• Bridgeland, Hall algebras and Donaldson–Thomas invariants is a very nice survey article on some recent developments in this exciting area
• Lecoutre–Sierra, A new family of Poisson algebras and their deformations adds a new family of Artin--Schelter regular algebras in arbitrary dimension to our list of examples. Already in dimension 4 this classification is not finished, but based on Brent Pym's work we at least know what they look like when we place ourselves at $k[x_0,x_1,x_2,x_3]$ and look around. He found a new type of algebra in his classification, and it is this algebra which is now generalised to all dimensions. So I guess we now have skew polynomial algebras, Sklyanin algebras, (variations on) graded Clifford algebras and these Pym--Lecoutre--Sierra algebras which work in all dimensions (and of course central extensions of smaller ones).
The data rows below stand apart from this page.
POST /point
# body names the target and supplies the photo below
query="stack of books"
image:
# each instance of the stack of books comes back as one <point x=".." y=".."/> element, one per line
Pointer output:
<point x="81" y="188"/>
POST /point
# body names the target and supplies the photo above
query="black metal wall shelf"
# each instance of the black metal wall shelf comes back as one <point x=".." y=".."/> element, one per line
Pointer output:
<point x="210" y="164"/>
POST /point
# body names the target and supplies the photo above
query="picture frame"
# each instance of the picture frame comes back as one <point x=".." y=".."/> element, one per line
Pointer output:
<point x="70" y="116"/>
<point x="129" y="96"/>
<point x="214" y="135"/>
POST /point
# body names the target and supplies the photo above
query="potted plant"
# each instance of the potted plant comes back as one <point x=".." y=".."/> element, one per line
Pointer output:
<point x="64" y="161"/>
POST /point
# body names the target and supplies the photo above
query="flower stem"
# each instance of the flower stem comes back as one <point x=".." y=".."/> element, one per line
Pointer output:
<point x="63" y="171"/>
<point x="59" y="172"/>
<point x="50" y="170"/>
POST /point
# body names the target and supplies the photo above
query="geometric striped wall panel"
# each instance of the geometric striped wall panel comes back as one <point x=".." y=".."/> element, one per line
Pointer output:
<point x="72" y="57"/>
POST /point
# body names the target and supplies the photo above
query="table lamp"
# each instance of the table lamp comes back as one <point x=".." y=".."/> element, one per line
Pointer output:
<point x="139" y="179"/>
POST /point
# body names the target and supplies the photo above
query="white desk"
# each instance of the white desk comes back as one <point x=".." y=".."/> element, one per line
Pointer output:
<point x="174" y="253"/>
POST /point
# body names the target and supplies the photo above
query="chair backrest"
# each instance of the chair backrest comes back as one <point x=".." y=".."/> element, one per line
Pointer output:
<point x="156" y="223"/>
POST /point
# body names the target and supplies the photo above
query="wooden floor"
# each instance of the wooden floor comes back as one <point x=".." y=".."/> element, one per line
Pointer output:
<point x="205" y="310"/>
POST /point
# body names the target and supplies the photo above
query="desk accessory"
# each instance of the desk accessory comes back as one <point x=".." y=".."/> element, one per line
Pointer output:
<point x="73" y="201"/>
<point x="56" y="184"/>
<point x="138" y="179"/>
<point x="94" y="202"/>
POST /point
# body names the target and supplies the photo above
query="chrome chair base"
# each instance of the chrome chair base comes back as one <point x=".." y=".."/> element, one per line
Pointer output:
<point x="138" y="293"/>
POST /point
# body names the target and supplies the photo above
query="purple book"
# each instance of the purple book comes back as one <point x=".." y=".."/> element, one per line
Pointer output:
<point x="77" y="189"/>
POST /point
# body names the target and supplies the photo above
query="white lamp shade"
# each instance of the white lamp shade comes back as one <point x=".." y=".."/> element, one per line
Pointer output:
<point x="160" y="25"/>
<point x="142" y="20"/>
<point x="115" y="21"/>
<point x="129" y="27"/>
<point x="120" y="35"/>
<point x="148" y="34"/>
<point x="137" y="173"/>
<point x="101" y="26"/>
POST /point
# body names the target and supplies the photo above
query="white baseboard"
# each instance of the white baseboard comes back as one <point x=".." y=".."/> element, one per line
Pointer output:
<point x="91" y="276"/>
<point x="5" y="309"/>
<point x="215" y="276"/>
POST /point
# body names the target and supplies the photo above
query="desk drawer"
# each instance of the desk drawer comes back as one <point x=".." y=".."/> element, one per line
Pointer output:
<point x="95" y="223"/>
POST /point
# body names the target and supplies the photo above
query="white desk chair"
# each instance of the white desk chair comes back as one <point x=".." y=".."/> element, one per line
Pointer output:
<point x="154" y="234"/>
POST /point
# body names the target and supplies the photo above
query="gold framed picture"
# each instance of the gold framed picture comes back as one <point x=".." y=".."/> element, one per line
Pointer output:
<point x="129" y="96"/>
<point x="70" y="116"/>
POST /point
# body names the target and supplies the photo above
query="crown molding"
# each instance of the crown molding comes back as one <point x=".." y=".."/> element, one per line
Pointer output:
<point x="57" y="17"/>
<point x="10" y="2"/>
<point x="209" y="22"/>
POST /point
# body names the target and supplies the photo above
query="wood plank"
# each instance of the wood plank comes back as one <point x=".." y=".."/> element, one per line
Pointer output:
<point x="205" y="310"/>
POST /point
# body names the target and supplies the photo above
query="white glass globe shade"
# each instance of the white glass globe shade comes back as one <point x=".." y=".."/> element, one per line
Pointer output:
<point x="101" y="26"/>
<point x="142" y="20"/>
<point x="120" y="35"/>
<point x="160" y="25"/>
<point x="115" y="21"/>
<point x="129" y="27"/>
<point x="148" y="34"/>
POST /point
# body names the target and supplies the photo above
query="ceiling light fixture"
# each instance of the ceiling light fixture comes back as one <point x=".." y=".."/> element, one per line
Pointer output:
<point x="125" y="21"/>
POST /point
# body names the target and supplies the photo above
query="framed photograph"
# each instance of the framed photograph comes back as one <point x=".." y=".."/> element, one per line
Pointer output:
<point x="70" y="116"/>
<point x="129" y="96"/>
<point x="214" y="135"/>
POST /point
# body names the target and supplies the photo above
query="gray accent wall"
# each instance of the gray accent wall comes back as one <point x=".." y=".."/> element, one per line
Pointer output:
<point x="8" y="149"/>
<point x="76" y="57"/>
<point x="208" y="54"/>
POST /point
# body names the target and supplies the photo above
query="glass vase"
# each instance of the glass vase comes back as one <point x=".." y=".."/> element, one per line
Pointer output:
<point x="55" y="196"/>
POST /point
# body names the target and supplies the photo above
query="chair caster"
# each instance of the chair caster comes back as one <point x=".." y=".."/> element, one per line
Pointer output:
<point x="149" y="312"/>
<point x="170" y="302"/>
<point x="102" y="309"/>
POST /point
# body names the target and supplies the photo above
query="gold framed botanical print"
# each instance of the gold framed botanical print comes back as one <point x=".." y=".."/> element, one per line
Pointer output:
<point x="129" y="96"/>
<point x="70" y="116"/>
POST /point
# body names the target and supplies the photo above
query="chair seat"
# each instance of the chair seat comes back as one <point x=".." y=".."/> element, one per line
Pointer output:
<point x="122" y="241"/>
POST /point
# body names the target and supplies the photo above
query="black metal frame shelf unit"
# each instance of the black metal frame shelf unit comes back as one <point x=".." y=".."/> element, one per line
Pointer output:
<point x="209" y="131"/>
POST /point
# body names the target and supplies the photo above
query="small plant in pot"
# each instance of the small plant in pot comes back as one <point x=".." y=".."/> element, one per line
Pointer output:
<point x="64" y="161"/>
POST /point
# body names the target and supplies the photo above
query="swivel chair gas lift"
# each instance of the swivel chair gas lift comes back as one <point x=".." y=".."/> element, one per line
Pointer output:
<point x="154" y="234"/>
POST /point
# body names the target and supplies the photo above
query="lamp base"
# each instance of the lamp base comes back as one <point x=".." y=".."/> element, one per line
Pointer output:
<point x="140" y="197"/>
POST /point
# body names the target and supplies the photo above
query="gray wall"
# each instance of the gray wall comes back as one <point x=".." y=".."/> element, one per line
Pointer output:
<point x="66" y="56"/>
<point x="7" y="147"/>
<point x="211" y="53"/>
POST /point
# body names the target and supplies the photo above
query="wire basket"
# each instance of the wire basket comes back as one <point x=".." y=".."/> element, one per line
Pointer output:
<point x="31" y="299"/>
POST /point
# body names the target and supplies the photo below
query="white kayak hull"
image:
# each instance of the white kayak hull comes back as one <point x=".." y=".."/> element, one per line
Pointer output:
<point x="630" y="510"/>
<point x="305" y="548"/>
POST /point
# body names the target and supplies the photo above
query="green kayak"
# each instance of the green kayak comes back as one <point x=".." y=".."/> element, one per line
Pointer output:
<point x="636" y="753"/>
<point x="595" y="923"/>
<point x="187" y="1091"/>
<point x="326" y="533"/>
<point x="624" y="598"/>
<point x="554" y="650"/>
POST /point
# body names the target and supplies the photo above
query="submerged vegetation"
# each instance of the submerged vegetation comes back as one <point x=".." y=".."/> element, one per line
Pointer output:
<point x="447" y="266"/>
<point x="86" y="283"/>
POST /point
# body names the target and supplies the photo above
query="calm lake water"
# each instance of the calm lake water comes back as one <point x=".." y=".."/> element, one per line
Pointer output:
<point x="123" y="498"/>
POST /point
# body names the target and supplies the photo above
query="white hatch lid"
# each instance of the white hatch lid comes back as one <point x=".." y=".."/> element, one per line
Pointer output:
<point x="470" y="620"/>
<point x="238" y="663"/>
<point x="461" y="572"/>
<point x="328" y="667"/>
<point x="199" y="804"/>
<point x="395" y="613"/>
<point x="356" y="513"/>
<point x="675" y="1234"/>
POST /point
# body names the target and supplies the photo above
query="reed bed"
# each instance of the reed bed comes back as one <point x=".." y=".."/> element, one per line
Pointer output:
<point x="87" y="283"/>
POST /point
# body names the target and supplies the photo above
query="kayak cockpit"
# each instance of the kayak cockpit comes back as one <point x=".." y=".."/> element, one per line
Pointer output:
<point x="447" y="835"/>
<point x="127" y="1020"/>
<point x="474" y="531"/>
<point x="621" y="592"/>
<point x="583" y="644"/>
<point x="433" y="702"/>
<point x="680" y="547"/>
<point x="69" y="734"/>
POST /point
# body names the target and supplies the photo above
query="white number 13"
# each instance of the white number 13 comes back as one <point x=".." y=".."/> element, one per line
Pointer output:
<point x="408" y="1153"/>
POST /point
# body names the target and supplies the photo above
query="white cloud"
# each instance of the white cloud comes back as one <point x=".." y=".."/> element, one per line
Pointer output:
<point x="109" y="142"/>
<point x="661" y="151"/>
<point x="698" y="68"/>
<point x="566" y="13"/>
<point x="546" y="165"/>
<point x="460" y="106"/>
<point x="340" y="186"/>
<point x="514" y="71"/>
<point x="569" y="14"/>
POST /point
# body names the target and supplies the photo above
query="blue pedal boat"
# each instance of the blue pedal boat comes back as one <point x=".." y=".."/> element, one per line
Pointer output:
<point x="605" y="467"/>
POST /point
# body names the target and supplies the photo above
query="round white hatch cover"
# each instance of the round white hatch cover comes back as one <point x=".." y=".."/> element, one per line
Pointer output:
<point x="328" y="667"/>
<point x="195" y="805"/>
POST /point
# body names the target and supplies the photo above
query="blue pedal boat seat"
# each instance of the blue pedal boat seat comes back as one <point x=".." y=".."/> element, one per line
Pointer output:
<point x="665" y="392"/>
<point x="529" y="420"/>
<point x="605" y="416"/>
• Tabuada, Recent developments on noncommutative motives can be seen as an update on the progress in the last 2 years since the publication of his lecture notes on noncommutative motives. My fascination for these objects is clear if you've read some of my other mathematical blogposts, and this article is a nice starting point for some of the new applications of the theory.
• Madore, La forme élégante du plan projectif complexe is a long and detailed discussion of what can be said about the projective plane if you consider it over the real numbers, the complex numbers, the quaternions and even the octonions, and how this was looked at from a classical point of view involving Lie groups. If you read French it is an interesting read!